Although he communicates well, Peyper can be fussy, has little truck with captains who question his every decision and has been criticised for inconsistent use of the Television Match Official (TMO).
He came under fire in Dublin last year after officiating Ireland’s loss to New Zealand when he was accused of letting the All Blacks get away with aggressive, some would say downright dangerous, tackling.
Peyper also has few friends among Australia fans because of what they perceive to be a soft approach to cynical play from the All Blacks on the rare occasions the world champions have found themselves under pressure in Bledisloe Cup matches.
Garces, who refereed New Zealand’s tight semi-final victory over South Africa at the 2015 World Cup, will not hesitate to punish cynical foul play with yellow cards regardless of the context of the match.
Like his compatriot Romain Poite, the 43-year-old from Pau can be relied upon to reward a dominant scrum and he is an absolute stickler for players rolling away at the breakdown.
He attracted some controversy at the last World Cup when he failed to penalise Argentine prop Ramiro Herrera for a late, reckless charge into a ruck against Ireland.
However, he also showed the light touch that fans love earlier in the tournament when he took charge of Japan’s stunning upset of the Springboks in Brighton.

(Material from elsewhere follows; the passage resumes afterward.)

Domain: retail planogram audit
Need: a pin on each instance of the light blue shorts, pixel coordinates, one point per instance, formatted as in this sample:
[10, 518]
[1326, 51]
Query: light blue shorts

Poite took charge of the third test of the 2013 Lions tour to Australia and played a key role in sending the decisive match the tourists’ way with his refereeing of the scrum.
The 41-year-old rewarded the dominant scrummaging of Lions prop Alex Corbisiero and punished Australia’s attempts to disrupt the set piece, which had a big impact on the 41-16 victory that won the Lions the series.
Later that year, however, he was excluded from top tier matches for the November series after showing South Africa hooker Bismarck du Plessis a yellow card for a tackle on New Zealand’s Dan Carter.
Always very much the boss, Poite upset Australia coach Michael Cheika when he refused to engage with Wallabies skipper Stephen Moore during a test against the All Blacks last year.
His response to England’s confusion over Italy’s refusal to form rucks in a Six Nations match earlier this year - “I‘m sorry, I‘m a referee not a coach” - was ultimately vindicated by a World Rugby ruling that the tactic was legal.